I saw a quote yesterday on Twitter where someone made the point that having pharmaceutical companies be in charge of a vaccine rollout is the equivalent of letting oil and gas companies be in charge of climate change. Think about that for a minute. We are giving the ability to make vaccines that save people's lives to pharmaceutical companies whose entire reason for being is a profit margin.
We need the government to act more on this. We need it to change the CAMR, Canada's access to medicines regime. We need it to sign on to the TRIPS waiver. We need it to do more on COVAX, to actually care about those vaccines and care about getting them out the door. We need to support people around the world to have syringes, to have cold supply chains and to have PPE. It is not the same thing to try to vaccinate someone in a rural community in Uganda as it is to try to vaccinate someone in downtown Toronto. We need to support countries as they go through that.

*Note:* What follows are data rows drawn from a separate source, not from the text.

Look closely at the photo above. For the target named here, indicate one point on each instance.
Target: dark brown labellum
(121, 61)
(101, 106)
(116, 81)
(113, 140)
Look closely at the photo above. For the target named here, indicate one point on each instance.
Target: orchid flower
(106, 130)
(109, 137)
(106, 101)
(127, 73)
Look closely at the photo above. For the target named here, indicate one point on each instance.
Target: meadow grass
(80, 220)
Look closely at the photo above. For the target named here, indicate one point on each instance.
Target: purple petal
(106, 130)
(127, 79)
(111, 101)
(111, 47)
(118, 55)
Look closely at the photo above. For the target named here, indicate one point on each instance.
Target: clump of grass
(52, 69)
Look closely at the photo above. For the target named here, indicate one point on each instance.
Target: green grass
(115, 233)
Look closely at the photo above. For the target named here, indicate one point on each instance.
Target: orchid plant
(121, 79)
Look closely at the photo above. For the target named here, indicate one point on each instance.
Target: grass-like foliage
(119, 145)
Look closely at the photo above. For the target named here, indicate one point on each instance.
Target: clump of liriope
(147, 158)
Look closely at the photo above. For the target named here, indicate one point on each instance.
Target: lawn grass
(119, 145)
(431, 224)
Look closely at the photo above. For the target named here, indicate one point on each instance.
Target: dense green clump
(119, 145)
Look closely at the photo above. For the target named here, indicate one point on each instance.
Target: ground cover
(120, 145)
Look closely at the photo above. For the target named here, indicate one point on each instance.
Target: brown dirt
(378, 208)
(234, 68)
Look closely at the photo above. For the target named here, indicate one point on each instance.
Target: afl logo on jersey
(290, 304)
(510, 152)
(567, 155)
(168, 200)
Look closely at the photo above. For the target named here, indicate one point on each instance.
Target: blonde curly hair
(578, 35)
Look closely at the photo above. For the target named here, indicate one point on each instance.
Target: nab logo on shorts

In addition to what we can do around the world and the role we have to play there, we need to do more here. Our health care system in Canada has been decimated year after year. We should be having federal transfers that are 50% of the cost of health care. We do not have that anymore. That is not possible anymore.
I look at what the Conservatives are doing with this motion. They seem positively gleeful about removing all health restrictions, all the things that will ensure our ICUs can continue and all the protections for our doctors and essential workers. I try not to be cynical in this place and sometimes that is very difficult, but I do wonder: Are the Conservatives trying to destroy our health care system? Do they want to see our health care system crumble so that they can bring in the two-tiered American-style health care we have seen Jason Kenney and the UCP try to bring to Alberta?
We need to use science-based decision-making. We need to listen to experts. We need to see this pandemic as a global pandemic that requires a global solution. It is time to stop making this political. It is time to stop the empty words. It is far past time for us as parliamentarians to do the right thing for Canadians, for ourselves, for our children and for our parents.
It is way past time for us to do the right thing for people around the world.